By Jim Edwards | Nov 10, 2008

ah_color_photo.jpgWith a new president and a Democrat-controlled Congress, lobbyists are already contemplating a scenario in which the drug business either loses or gives up the right to advertise its products to consumers. Such a move would be dramatic, ending a brief, wild decade of animated toenail fungus monsters and warnings of four-hour erections on TV. But companies may have to do it in order to fight larger battles over reimportation, and pill manufacturing in uninspectable foreign factories.

BNET had a conversation with Adonis Hoffman, legal counsel to the American Association of Advertising Agencies. Hoffman attended the board meeting of the AAAA in which President-elect Barack Obama’s new chief of staff, Rahm Emanuel, suggested that Congress should consider whether the pharma business should keep its tax deductibility of R&D and advertising expenses.

I asked him for details of the conversation with Emanuel, and Hoffman volunteered that as Pharma would likely be on the defensive for the next few years the business may consider giving up the right to advertise as a tactical move to preserve its other privileges and protections. (In fact PhRMA is already drawing up new voluntary rules that will further restrict drug companies’ advertising.)

BNET: How did the subject of ending tax deductibility for drug advertising come up with Rahm Emanuel?

Adonis Hoffman: In response to an earlier question he had talked about drug advertising. He said, everything’s on the table for your industry, and that means deductibility

BNET: Have you heard any other Congress member or administration official say anything like that?

Hoffman: Nothing as specific and pointed as that. It was quite sobering for an audience of marketers and advertising people. There’s a been a distinction between the amount spent of R&D and the amount spent on advertising and marketing, people say companies spend more on advertising — it’s not true. But you get this R&D piece and you also get this advertising expenditure. Rahm’s point was, in an era where revenue raising is an objective we would look at that and force companies to make a choice, deductibility of R&D or advertising.

BNET: Do you think Congress will look at this when it gets to healthcare reform?
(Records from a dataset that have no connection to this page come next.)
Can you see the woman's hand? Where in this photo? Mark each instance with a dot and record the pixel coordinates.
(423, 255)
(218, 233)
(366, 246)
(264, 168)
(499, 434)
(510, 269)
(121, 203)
Hoffman: Whenever you open that box you get to DTC advertising. It may not happen in the first 60 days but down the road when Congress gets organized. Once it’s settled in and they get down to work — and it’s not an election year.

BNET: But now Emanuel is not a legislator. As Obama’s chief of staff this has got to be much further down his agenda, behind the Iraq war and the economy.

Hoffman: I would think it’s much further down. He’s got a lot on his plate

BNET: Are you guys going to fight Obama if he comes after DTC deductibility?

Hoffman: We could challenge that on First Amendment grounds. There’s a line of cases that cut in our favor. It becomes a losing battle on the part of Congress - who wants to fight that battle? Pharmaceutical companies could decide it would be in their best interests not to pursue this DTC battle because they have larger battles to fight, such as reimportation, foreign manufacturing, and intellectual property. They could say, ‘We don’t want to fight that battle, here, we’ll give this up.’ Whether it’s self-regulation or not in essence it will do away with the category.

BNET: That would be very dramatic, if DTC ads just came to an end.

Hoffman: It would probably slip away. I don’t think it would be here today and gone tomorrow. If they don’t want to fight the regulatory battle they may not even bother. Couple that with the approval process and DDMAC and you get a situation which makes it impossible to continue. Rep. Rosa L. DeLauro (D-Conn.) wants additional language in drugs ads on TV, so it becomes a revenue issue as well. You’ve got a small group of big obstacles that make it impossible to go forward. They might want to reinvest those dollars into other forms of marketing.

(This interview was edited for flow.)

Jim Edwards, a former managing editor of Adweek, has covered drug marketing at Brandweek for four years, and is a former Knight-Bagehot fellow at Columbia University's business and journalism schools. Follow him on Twitter or send him an email.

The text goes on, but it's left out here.